Speech processing is one of the key components of machine perception. It covers a wide range of topics and plays an important role in many real-world applications. Many speech processing problems are modelled using sequence-to-sequence models. More recently, the Attention-Based Encoder-Decoder (AED) model has become a general and effective neural network that transforms a source sequence into a target sequence. These two sequences may have different lengths and belong to different modalities. AED models offer a new perspective for various speech processing tasks. In this thesis, the fundamentals of AED models and Automatic Speech Recognition (ASR) are first covered. The rest of the thesis focuses on the application of AED models for three major speech processing tasks - speech recognition, confidence estimation and speaker diarisation.

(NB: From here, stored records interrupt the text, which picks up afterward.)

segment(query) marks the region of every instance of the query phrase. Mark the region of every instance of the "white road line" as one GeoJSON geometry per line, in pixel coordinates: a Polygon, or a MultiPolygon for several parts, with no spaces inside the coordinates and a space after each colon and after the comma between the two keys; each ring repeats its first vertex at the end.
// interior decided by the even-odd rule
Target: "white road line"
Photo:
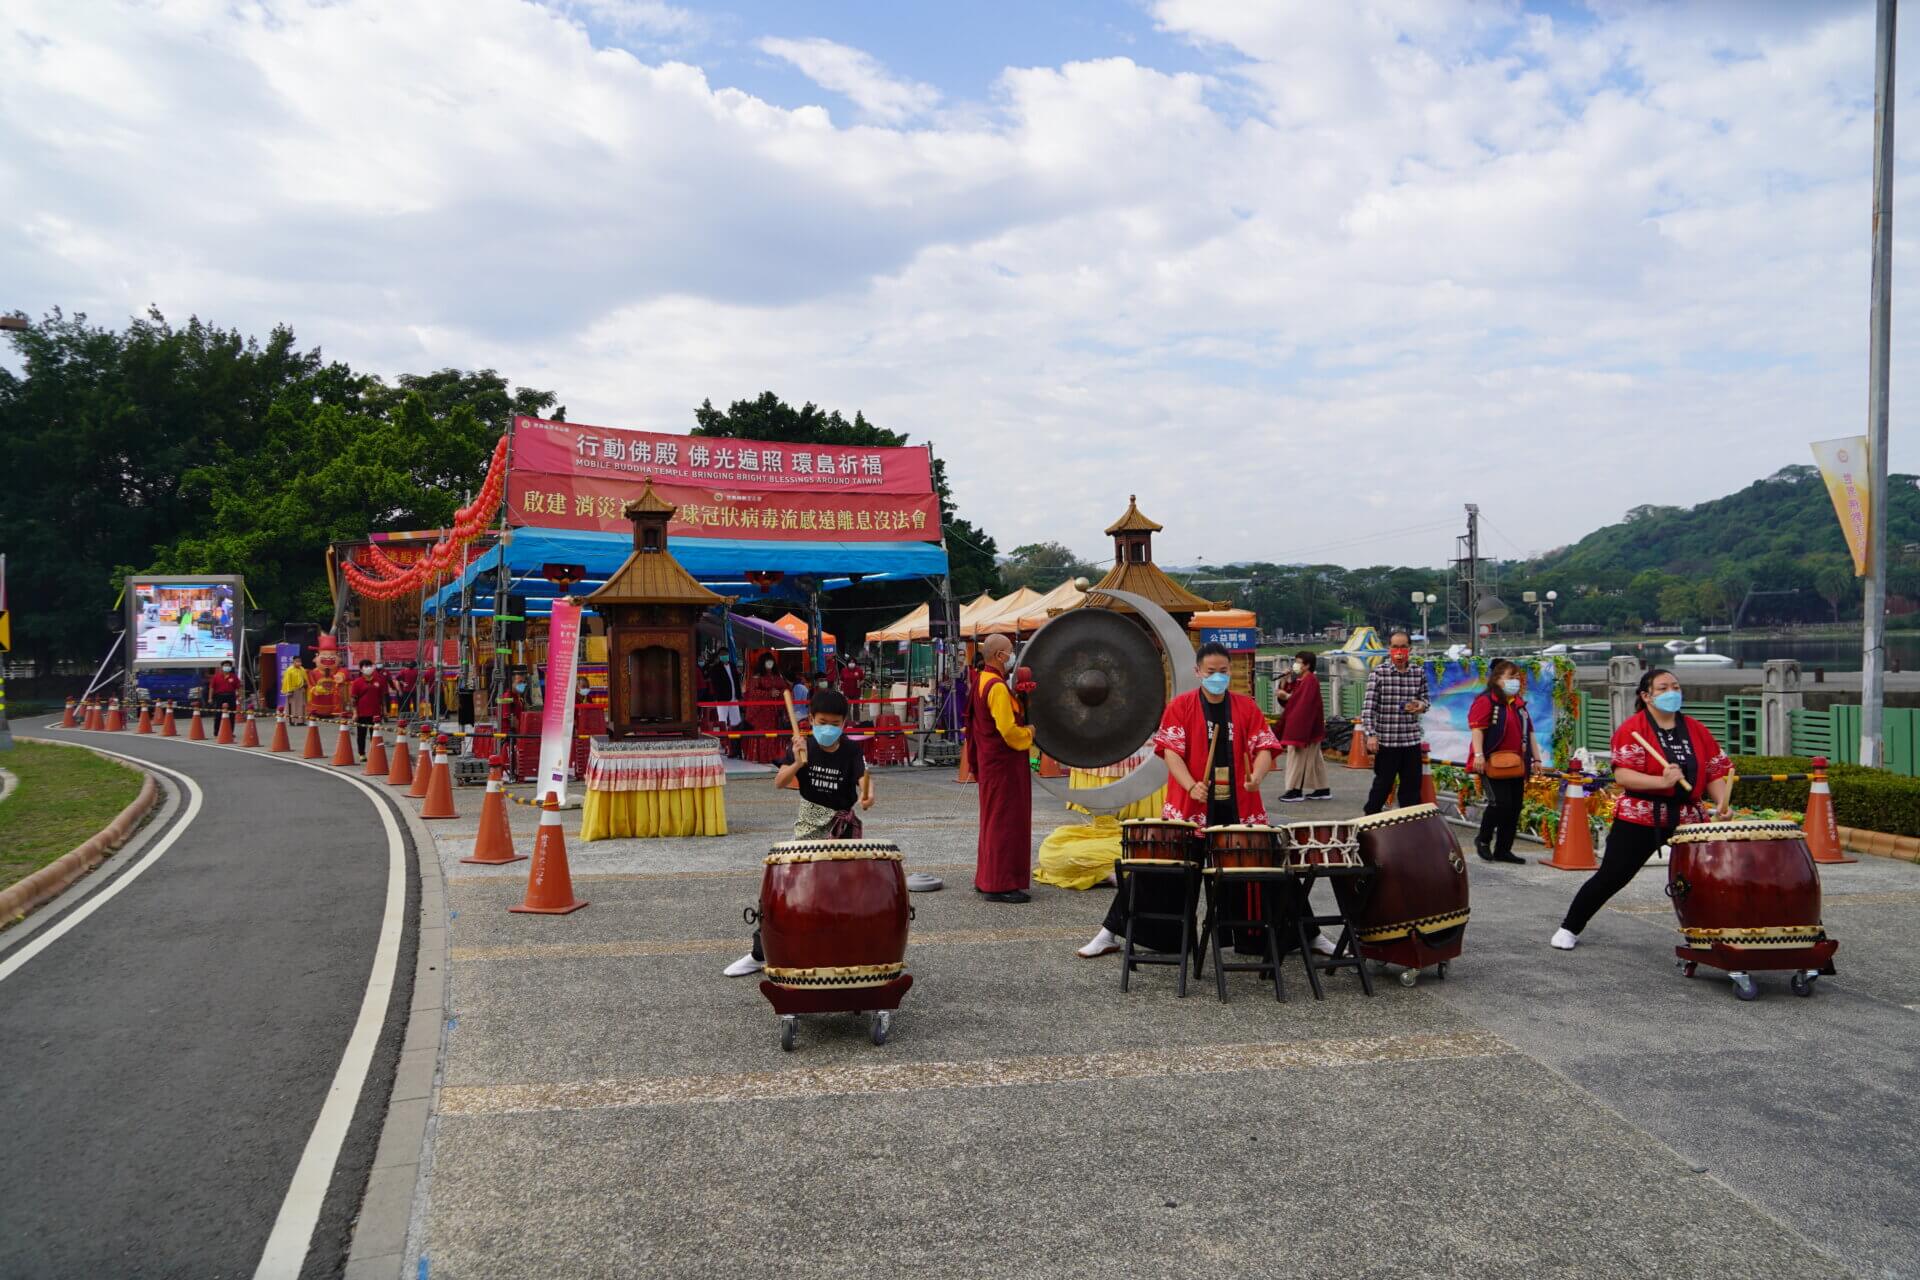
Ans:
{"type": "MultiPolygon", "coordinates": [[[[91,747],[93,744],[75,745],[91,747]]],[[[380,921],[380,941],[374,947],[373,972],[367,977],[366,995],[360,1001],[360,1016],[353,1024],[353,1034],[347,1038],[346,1052],[340,1056],[339,1069],[333,1073],[333,1083],[327,1088],[326,1101],[320,1106],[320,1118],[314,1121],[306,1149],[300,1153],[300,1163],[293,1171],[293,1182],[287,1188],[286,1198],[280,1202],[280,1212],[274,1218],[273,1230],[267,1236],[267,1247],[260,1255],[260,1265],[253,1273],[255,1280],[278,1280],[283,1276],[297,1278],[301,1265],[306,1262],[307,1250],[313,1243],[313,1229],[320,1221],[320,1209],[327,1198],[327,1185],[333,1181],[334,1166],[340,1162],[340,1148],[346,1145],[347,1128],[353,1122],[354,1109],[359,1105],[360,1092],[366,1085],[367,1072],[373,1065],[373,1051],[379,1043],[380,1028],[386,1022],[387,1005],[393,999],[393,975],[399,967],[400,933],[407,905],[407,851],[401,843],[400,826],[394,821],[393,811],[380,798],[379,792],[352,774],[291,756],[271,755],[251,747],[221,746],[212,742],[193,745],[239,752],[256,760],[297,764],[350,782],[372,801],[374,812],[380,815],[381,826],[387,833],[387,907],[380,921]]],[[[0,979],[26,963],[48,942],[84,920],[102,902],[125,888],[129,881],[167,851],[200,811],[200,788],[192,778],[154,764],[151,760],[121,755],[117,751],[105,754],[121,756],[124,760],[132,760],[179,778],[189,792],[186,813],[179,825],[111,888],[102,890],[86,906],[76,910],[70,918],[61,922],[58,929],[49,930],[45,936],[21,948],[23,954],[10,957],[6,964],[0,964],[0,979]]],[[[420,856],[426,857],[428,854],[423,850],[420,856]]]]}
{"type": "MultiPolygon", "coordinates": [[[[313,1244],[313,1229],[320,1221],[320,1209],[326,1202],[327,1186],[333,1181],[334,1166],[340,1163],[340,1148],[346,1145],[347,1128],[353,1123],[354,1110],[360,1104],[367,1071],[373,1066],[373,1051],[380,1041],[380,1028],[387,1020],[387,1006],[393,1000],[393,975],[399,967],[400,933],[407,906],[407,850],[401,842],[400,824],[394,821],[393,810],[387,807],[379,792],[352,774],[309,760],[264,754],[251,747],[218,749],[254,759],[297,764],[350,782],[373,803],[374,811],[380,815],[380,825],[387,833],[387,908],[380,920],[380,941],[374,947],[373,972],[367,976],[360,1017],[353,1024],[353,1034],[347,1038],[346,1052],[340,1055],[339,1069],[333,1073],[326,1101],[320,1106],[320,1118],[314,1121],[313,1132],[307,1136],[306,1150],[300,1153],[293,1182],[287,1187],[286,1199],[280,1202],[280,1212],[267,1236],[267,1247],[253,1273],[254,1280],[279,1280],[280,1277],[297,1280],[301,1265],[307,1260],[307,1250],[313,1244]]],[[[428,855],[422,851],[420,856],[428,855]]]]}
{"type": "Polygon", "coordinates": [[[84,903],[75,907],[72,911],[69,911],[53,924],[47,926],[47,928],[40,933],[34,935],[32,941],[22,944],[19,950],[11,952],[5,960],[0,960],[0,982],[5,982],[15,973],[18,973],[20,967],[26,964],[27,961],[52,946],[56,940],[65,937],[68,931],[82,920],[85,920],[101,907],[113,901],[114,895],[139,879],[141,872],[158,862],[161,854],[173,848],[173,842],[180,838],[180,833],[191,826],[194,818],[200,813],[200,784],[192,778],[189,778],[186,774],[166,768],[163,765],[154,764],[151,760],[143,760],[138,756],[126,755],[119,751],[107,751],[103,748],[95,747],[90,742],[75,743],[73,745],[85,746],[100,752],[103,756],[114,756],[118,759],[140,765],[143,768],[153,769],[158,773],[166,774],[169,778],[181,783],[186,788],[187,807],[181,812],[180,820],[173,824],[173,829],[155,841],[153,848],[147,850],[145,856],[143,856],[140,861],[123,871],[119,879],[88,898],[84,903]]]}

Speech recognition technology is widely used in voice assistants and dictation systems. It converts speech signals into text. Traditionally, Hidden Markov Models (HMMs), as a generative sequence-to-sequence model, are widely used as the backbone of an acoustic model. Under the Source-Channel Model (SCM) framework, the ASR system finds the most likely text sequence that produces the corresponding acoustic sequence together with a language model and a lexicon. Alternatively, the speech recognition task can be addressed discriminatively using a single AED model. There are distinct characteristics associated with each modelling approach. As the first contribution of the thesis, the Integrated Source-Channel and Attention (ISCA) framework is proposed to leverage the advantages of both approaches with two passes. The first pass uses the traditional SCM-based ASR system to generate diverse hypotheses, either in the form of N-best lists or lattices. The second pass obtains the AED model score for each hypothesis. Experiments on Augmented Multi-Party Interaction (AMI) dataset showed that ISCA using two-pass decoding reduced the Word Error Rate (WER) by 13% relative for a joint SCM and AED system using one-pass decoding. Further experiments on both the AMI dataset and the larger Switchboard (SWB) dataset showed that, if the SCM and AED systems were trained separately to be more complementary, the combined system using ISCA outperformed the individual system by around 30%. Also, the refined lattice rescoring algorithm is significantly better than N-best rescoring as lattice is a more compact representation of hypothesis space, especially for longer utterances.

With various advancements in neural network training, AED models can reach similar or better performance than traditional systems for many ASR tasks. Compared to a conventional ASR system, one important but perhaps missing attribute of an AED-based system is good confidence scores which indicate the reliability of automatic transcriptions. Confidence scores are very helpful for various downstream tasks, including semi-supervised training, keyword spotting and dialogue systems. As the second contribution of this thesis, effective confidence estimators for AED-based ASR systems are proposed. The Confidence Estimation Module (CEM) is a lightweight simple add-on neural network that takes various features from the encoder, attention mechanism and decoder to estimate a confidence score for each output unit (token). Experiments on the LibriSpeech dataset showed that compared to using Softmax probabilities as confidence scores, the CEM improved token-level confidence estimation performance substantially and largely addressed the over-confidence issue. For various downstream tasks such as data selection, utterance-level confidence scores are more desirable. The Residual Energy-Based Model (R-EBM), an utterance-level confidence estimator, was demonstrated to outperform both Softmax probabilities and the CEM. The R-EBM directly operates at the utterance level and takes deletion errors into account implicitly. The R-EBM also provides a global normalisation term for the locally normalised auto-regressive AED models. On the LibriSpeech dataset, the R-EBM reduced the WER of an AED model by up to 8% relative. One potential issue for model-based confidence estimators such as the CEM and R-EBM is their performance on Out-of-Domain (OOD) data. To ensure that confidence estimators generalise well for OOD input, two simple approaches are suggested that can effectively inject OOD information during the training of the CEM and R-EBM.

Speaker diarisation, a task of identifying “who spoke when”, is a crucial step for information extraction and retrieval. The speaker diarisation pipeline often consists of multiple stages. The last stage is to perform clustering over segment-level or window-level speaker representations. Although clustering is normally an unsupervised task, this thesis proposes the use of AED models for supervised clustering. With specific data augmentation techniques, the proposed approach, Discriminative Neural Clustering (DNC), has shown to be an effective alternative to unsupervised clustering algorithms. Experiments on the very challenging AMI dataset showed that DNC improved the Speaker Error Rate (SpkER) by around 30% relative compared to a strong spectral clustering baseline. Furthermore, DNC opens more interesting research directions, e.g. speaker diarisation with multi-channel or multi-modality information and end-to-end neural network-based speaker diarisation.